Abstract:
- While economic activity is expected to rebound in China in 2023 (nearly +4.8% after an estimated +3.2% in 2022 according to the December 2022 Bloomberg Consensus), several downside risks surround GDP growth forecasts. The Chinese economy is expected to face four major challenges in 2023.
- Despite the announcement that the « zero Covid » strategy is being abandoned, the new wave of infections poses a real threat and is likely to delay the recovery in private consumption.
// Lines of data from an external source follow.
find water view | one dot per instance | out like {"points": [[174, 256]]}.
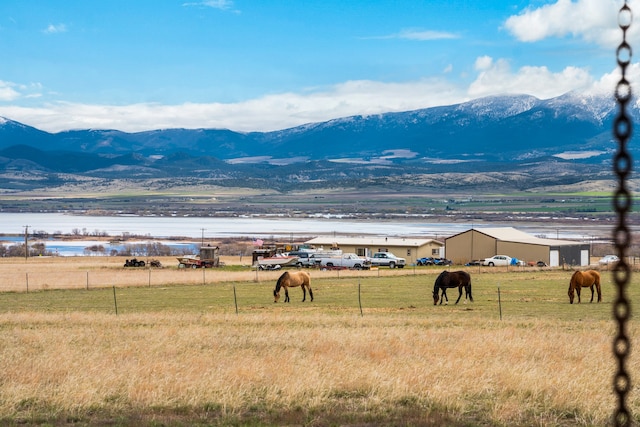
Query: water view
{"points": [[194, 230]]}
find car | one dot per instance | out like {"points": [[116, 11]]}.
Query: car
{"points": [[501, 260], [387, 259], [608, 259]]}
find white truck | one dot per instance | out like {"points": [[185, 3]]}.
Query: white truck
{"points": [[387, 259], [346, 260]]}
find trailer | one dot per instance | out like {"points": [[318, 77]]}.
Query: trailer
{"points": [[207, 258]]}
- The real estate crisis, which erupted in late 2021, intensified in 2022. By weakening several major economic players (real estate developers, but also banks and local governments), this real estate crisis is expected to continue to weigh on activity in 2023.
- After significant public support in 2022, further measures are expected in the first half of 2023. However, the fiscal and monetary authorities’ room for maneuver does not appear to be as wide as it seems.
- While local uncertainties raise questions about China’s growth figures, the international context is hardly more favorable and could result in a sharp slowdown in external demand.

In China, economic activity was rather disappointing in 2022. In a rather unusual move, the GDP growth target of +5.5% announced by the authorities in March 2022 was ultimately not achieved; growth was close to +3% for 2022, according to the main forecasting institutes, and the World Bank even predicted +2.7%[1]. Health management and the relentless pace of lockdowns weighed heavily on activity, particularly on domestic demand.
In November and December 2022, the authorities finally opted to shift their « zero Covid » strategy, which in principle should promote an economic recovery in 2023. A rebound in activity in the world’s second-largest economy is therefore anticipated for 2023 (real GDP growth of between +4.3% and +5.2% according to forecasters), but many doubts remain. The Chinese economy is likely to face several challenges, and downside risks weigh on the short-term outlook: (i) the health threat, (ii) a deep real estate crisis, (iii) the limits of proven economic policies, and (iv) a delicate international context.
This first article focuses on the first two challenges. It will be followed by a second article that will address the other two challenges facing the Chinese economy.
Challenge1: The health threat
What is the situation?
Concerns focus on the vulnerability of China’s healthcare system and its economic repercussions.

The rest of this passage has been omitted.